The retraction mechanism 31 uses the holding spring 32 in the above embodiment, but is not limited to this, and may be an electromagnetic mechanism using a solenoid coil, in which the excitation voltage of the solenoid coil is reduced. The retreat speed of the needle pin 36 can be changed by appropriately adjusting the value to an appropriate value. With such a configuration, the transfer cycle of the semiconductor chip 39 can be further increased.

[0029]

As is apparent from the above description, according to the present invention, a large impact load is not applied to the semiconductor chip picked up by the suction collet when pushed up by the needle pin, and the possibility of cracking or chipping is reduced. In addition, there is an effect that the adjustment time for adjusting the timing of the pick-up operation when picking up by the suction collet is short.

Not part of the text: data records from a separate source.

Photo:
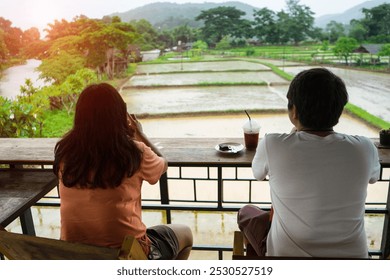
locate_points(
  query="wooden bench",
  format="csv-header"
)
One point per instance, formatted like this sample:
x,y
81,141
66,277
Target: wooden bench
x,y
240,254
16,246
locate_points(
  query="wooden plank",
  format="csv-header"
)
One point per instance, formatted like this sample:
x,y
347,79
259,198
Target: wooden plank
x,y
20,189
16,246
184,151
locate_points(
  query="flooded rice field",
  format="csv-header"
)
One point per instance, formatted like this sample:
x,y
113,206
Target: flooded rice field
x,y
161,91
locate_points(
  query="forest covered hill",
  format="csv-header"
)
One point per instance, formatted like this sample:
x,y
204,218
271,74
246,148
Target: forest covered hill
x,y
168,15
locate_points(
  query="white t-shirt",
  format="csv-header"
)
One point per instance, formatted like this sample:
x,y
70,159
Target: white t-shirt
x,y
318,191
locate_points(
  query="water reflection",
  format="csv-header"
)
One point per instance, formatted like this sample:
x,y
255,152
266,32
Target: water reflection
x,y
15,76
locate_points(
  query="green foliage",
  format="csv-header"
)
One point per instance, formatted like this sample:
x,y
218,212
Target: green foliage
x,y
57,123
224,44
57,68
325,45
344,47
214,19
65,96
19,119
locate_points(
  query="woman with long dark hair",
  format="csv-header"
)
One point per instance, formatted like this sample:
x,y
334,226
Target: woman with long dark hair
x,y
101,164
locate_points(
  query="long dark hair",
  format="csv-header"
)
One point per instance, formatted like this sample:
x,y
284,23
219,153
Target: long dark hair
x,y
98,152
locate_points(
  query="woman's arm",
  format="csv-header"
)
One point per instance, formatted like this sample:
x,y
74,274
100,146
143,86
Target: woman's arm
x,y
141,136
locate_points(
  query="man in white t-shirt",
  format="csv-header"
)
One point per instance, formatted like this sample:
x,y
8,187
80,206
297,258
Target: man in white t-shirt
x,y
318,178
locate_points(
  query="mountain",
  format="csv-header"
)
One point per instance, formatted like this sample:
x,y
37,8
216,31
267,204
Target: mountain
x,y
352,13
166,15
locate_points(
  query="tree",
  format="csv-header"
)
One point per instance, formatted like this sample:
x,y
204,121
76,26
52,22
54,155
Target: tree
x,y
299,22
377,23
385,51
344,47
3,46
334,30
220,22
265,26
357,30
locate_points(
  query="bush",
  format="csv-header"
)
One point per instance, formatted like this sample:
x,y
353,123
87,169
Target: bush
x,y
19,119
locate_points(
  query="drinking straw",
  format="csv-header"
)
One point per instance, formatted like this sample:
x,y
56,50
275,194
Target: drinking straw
x,y
248,115
250,120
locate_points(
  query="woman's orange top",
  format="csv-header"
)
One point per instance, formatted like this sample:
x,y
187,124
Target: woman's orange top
x,y
103,217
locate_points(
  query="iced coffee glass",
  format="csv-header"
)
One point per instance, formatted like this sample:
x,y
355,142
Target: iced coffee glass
x,y
251,134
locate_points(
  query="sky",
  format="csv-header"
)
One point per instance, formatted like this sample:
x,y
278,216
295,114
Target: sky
x,y
25,14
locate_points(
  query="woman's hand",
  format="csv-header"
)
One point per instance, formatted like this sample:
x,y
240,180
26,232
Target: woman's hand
x,y
135,125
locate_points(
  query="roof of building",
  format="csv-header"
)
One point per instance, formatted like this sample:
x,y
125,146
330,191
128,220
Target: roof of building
x,y
369,48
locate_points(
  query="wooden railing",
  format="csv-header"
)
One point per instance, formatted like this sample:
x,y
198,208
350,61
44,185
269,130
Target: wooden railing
x,y
200,180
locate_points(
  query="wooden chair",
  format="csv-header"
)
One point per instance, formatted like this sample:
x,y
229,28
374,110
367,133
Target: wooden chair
x,y
16,246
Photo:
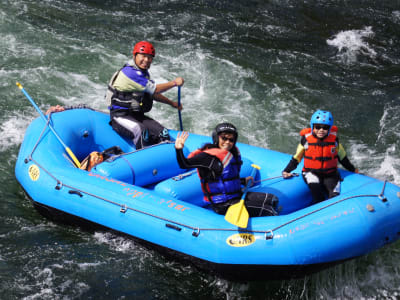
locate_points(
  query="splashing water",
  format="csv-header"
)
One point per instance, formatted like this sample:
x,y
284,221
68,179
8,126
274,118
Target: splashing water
x,y
352,43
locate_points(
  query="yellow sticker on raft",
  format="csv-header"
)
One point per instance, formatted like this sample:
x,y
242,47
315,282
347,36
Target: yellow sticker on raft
x,y
34,172
240,240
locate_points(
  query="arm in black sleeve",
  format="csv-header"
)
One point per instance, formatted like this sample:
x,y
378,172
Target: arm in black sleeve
x,y
206,163
293,163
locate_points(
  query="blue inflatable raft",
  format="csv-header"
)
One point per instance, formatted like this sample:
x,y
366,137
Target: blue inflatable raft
x,y
145,195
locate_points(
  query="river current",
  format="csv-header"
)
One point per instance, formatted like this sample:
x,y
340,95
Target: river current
x,y
263,65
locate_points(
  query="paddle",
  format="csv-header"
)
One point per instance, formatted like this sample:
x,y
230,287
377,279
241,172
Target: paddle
x,y
179,104
280,176
237,213
51,127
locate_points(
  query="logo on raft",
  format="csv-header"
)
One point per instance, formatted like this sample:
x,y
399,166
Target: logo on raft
x,y
34,172
240,240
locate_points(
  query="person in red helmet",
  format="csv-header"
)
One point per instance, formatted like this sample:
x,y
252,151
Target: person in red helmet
x,y
130,95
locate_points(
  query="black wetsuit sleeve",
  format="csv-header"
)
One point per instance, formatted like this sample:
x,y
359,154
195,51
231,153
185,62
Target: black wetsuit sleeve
x,y
293,163
209,166
347,164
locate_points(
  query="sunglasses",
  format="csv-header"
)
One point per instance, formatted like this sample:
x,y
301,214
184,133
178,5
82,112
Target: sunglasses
x,y
224,138
324,127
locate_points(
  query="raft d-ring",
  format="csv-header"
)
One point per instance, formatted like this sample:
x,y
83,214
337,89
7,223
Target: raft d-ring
x,y
196,232
124,208
269,235
59,185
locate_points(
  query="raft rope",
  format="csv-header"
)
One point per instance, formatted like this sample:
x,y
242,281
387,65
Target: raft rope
x,y
269,234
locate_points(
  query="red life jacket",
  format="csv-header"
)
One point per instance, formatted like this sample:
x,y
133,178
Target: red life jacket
x,y
227,186
321,155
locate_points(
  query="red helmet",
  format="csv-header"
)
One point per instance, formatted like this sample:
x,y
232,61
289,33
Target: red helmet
x,y
144,48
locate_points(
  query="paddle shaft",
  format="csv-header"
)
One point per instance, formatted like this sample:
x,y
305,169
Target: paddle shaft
x,y
70,153
266,179
179,112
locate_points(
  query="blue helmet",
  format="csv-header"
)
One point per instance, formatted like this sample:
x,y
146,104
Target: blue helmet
x,y
321,117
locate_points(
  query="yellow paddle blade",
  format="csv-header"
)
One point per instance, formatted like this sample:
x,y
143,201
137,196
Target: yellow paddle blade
x,y
237,214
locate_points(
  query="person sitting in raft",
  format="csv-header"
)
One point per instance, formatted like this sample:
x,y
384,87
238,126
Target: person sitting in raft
x,y
131,93
321,150
218,166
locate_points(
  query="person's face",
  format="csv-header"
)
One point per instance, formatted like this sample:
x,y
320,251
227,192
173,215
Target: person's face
x,y
226,141
320,130
143,61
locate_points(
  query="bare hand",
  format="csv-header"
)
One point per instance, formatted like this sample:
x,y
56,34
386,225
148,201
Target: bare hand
x,y
181,138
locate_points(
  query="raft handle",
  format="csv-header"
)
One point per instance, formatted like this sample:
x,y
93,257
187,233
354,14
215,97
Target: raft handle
x,y
75,193
59,185
383,199
269,235
124,208
196,232
173,227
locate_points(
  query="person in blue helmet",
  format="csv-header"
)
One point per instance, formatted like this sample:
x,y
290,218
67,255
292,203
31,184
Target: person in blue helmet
x,y
130,95
321,150
218,164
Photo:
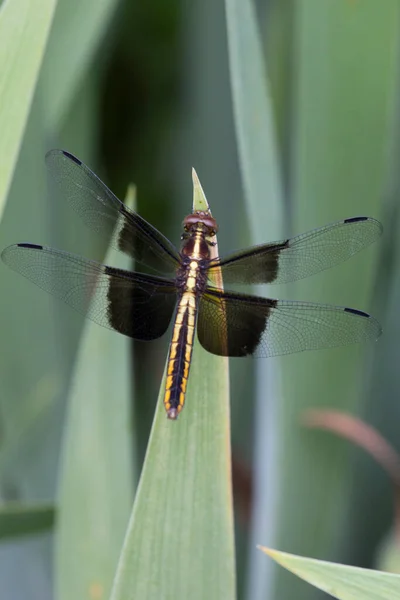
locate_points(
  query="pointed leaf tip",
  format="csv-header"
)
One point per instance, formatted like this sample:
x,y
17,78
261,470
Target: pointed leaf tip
x,y
199,199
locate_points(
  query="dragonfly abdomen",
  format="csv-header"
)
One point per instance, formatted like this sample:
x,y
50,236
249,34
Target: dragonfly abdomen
x,y
180,354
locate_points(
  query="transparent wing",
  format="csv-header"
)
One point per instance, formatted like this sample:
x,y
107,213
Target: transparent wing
x,y
240,325
137,305
101,211
301,256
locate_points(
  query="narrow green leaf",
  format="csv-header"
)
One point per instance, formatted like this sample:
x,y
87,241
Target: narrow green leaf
x,y
341,581
24,29
179,542
18,519
76,36
260,171
97,472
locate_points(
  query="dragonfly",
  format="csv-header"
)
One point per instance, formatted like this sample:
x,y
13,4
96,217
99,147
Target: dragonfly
x,y
228,323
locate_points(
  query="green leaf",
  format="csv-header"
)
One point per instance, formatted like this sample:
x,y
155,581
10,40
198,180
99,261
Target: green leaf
x,y
260,171
179,542
97,472
341,581
24,29
76,36
18,519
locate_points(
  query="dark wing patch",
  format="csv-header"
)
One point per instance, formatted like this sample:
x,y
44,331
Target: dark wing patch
x,y
137,305
101,211
301,256
239,325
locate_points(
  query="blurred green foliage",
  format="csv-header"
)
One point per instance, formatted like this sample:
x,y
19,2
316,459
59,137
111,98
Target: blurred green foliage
x,y
142,92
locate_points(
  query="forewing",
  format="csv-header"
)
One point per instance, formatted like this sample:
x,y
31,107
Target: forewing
x,y
137,305
101,210
301,256
239,325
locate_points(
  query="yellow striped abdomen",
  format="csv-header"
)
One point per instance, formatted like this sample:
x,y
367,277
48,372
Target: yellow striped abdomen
x,y
180,354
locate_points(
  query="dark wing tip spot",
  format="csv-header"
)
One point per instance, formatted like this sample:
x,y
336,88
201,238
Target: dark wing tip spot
x,y
360,313
356,219
27,245
72,157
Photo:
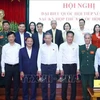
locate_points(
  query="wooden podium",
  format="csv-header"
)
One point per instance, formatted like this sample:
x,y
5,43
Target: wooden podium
x,y
94,93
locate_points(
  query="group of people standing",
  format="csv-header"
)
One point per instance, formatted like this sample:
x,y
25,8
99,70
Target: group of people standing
x,y
35,55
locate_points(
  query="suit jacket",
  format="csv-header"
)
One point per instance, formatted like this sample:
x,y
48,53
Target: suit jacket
x,y
87,59
18,39
28,65
36,40
58,36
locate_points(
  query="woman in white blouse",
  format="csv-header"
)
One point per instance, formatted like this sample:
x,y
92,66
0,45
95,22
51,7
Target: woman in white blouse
x,y
66,27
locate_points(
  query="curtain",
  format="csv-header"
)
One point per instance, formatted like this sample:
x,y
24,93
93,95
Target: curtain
x,y
15,10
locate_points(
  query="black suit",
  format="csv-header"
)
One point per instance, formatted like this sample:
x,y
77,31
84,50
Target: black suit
x,y
36,40
58,36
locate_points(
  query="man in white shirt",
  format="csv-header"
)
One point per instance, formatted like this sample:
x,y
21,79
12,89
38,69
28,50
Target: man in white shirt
x,y
79,33
21,35
38,37
56,33
10,66
69,64
28,69
47,66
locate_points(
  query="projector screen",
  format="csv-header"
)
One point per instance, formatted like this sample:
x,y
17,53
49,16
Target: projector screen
x,y
64,11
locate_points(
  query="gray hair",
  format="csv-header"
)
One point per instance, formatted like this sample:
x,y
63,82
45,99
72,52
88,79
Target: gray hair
x,y
87,34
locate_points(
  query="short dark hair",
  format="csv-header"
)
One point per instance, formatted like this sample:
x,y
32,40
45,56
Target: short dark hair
x,y
28,38
70,32
47,33
65,24
10,33
21,23
82,20
5,21
95,27
39,23
35,31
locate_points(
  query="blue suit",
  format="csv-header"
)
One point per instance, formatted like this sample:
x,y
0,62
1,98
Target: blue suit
x,y
18,39
29,67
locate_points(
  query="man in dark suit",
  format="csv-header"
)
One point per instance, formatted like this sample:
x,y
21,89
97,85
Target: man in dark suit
x,y
56,34
38,37
21,35
87,70
28,69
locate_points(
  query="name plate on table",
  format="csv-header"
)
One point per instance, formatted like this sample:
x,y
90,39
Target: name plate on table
x,y
96,84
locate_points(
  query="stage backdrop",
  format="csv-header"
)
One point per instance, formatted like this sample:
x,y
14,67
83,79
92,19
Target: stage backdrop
x,y
15,10
64,11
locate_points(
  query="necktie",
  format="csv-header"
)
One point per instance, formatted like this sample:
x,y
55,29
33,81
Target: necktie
x,y
53,35
87,47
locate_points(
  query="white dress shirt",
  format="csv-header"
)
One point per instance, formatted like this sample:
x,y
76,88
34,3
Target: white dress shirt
x,y
22,40
97,59
53,33
79,36
68,54
10,55
29,51
48,54
40,35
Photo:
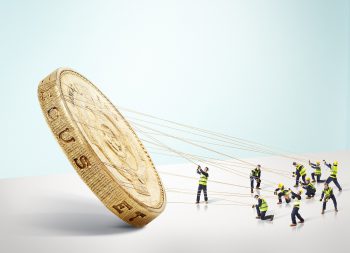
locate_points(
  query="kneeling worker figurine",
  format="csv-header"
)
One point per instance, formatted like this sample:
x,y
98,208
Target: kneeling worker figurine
x,y
296,207
327,194
202,184
261,209
282,192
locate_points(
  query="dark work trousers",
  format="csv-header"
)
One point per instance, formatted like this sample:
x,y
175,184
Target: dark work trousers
x,y
318,178
335,180
310,192
295,212
334,202
258,181
298,177
263,215
200,188
280,195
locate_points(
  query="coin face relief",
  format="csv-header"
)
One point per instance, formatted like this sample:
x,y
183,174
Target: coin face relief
x,y
102,147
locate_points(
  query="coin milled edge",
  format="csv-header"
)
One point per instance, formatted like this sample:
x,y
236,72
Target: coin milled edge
x,y
84,160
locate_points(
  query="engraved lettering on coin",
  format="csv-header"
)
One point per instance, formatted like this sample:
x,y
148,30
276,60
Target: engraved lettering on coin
x,y
121,206
65,136
120,153
137,214
44,95
53,113
82,162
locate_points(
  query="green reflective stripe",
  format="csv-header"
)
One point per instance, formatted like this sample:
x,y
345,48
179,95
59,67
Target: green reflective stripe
x,y
318,171
328,192
312,186
263,207
203,180
334,171
301,169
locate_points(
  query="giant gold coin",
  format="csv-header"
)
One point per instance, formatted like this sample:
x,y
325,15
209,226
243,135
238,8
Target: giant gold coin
x,y
102,147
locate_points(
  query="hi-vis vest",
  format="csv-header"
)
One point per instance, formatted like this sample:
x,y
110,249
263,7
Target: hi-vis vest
x,y
311,186
334,171
263,207
297,203
203,180
301,169
318,170
328,192
255,172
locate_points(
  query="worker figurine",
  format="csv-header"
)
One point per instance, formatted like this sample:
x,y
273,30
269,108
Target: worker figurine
x,y
255,175
281,191
310,189
296,207
317,172
261,209
202,185
327,194
333,175
300,171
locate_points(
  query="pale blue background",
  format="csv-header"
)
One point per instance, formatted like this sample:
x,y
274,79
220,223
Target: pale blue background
x,y
272,71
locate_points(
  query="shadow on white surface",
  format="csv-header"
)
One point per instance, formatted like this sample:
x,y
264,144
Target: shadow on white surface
x,y
73,217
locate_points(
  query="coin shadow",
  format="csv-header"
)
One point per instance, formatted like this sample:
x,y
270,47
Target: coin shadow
x,y
76,218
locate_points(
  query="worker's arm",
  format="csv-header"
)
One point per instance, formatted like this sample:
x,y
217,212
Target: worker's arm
x,y
327,164
204,173
259,202
322,195
314,166
294,195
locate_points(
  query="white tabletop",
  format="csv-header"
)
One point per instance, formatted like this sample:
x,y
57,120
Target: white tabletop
x,y
58,213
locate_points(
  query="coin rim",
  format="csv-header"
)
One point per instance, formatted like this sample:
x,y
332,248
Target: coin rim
x,y
56,80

[Brief description of the drawings]

FIG. 1 is a longitudinal sectional view showing a main part of one embodiment of the present invention.

FIG. 2 is a partially enlarged longitudinal sectional view of one embodiment of the present invention.

FIG. 3 is a longitudinal sectional view showing a main part of a conventional technique.

[Explanation of symbols]

 26 ... Push-up rod 31 ... Retraction mechanism 32 ... Holding spring 34 ... Slide push unit 35 ... Variable rod 36 ... Needle pin 37 ... Wafer 38 ... Dicing sheet 39 ... Semiconductor chip 40 ... Suction collet 41 ... Impact load detector

Claims (2)

[Claims] 1. A wafer having a dicing sheet attached to a back surface and divided into a plurality of wafers, a divided semiconductor chip is pushed up from the dicing sheet side by a needle pin provided on a pushing rod and taken up by a collet. The semiconductor manufacturing apparatus according to the present invention, wherein the needle pin is attached to the push-up rod via a retreat mechanism that performs a retreat operation when a push-up impact load exceeds a predetermined value. 2. The semiconductor manufacturing apparatus according to claim 1, wherein the retreat mechanism comprises a holding spring and a slide push unit.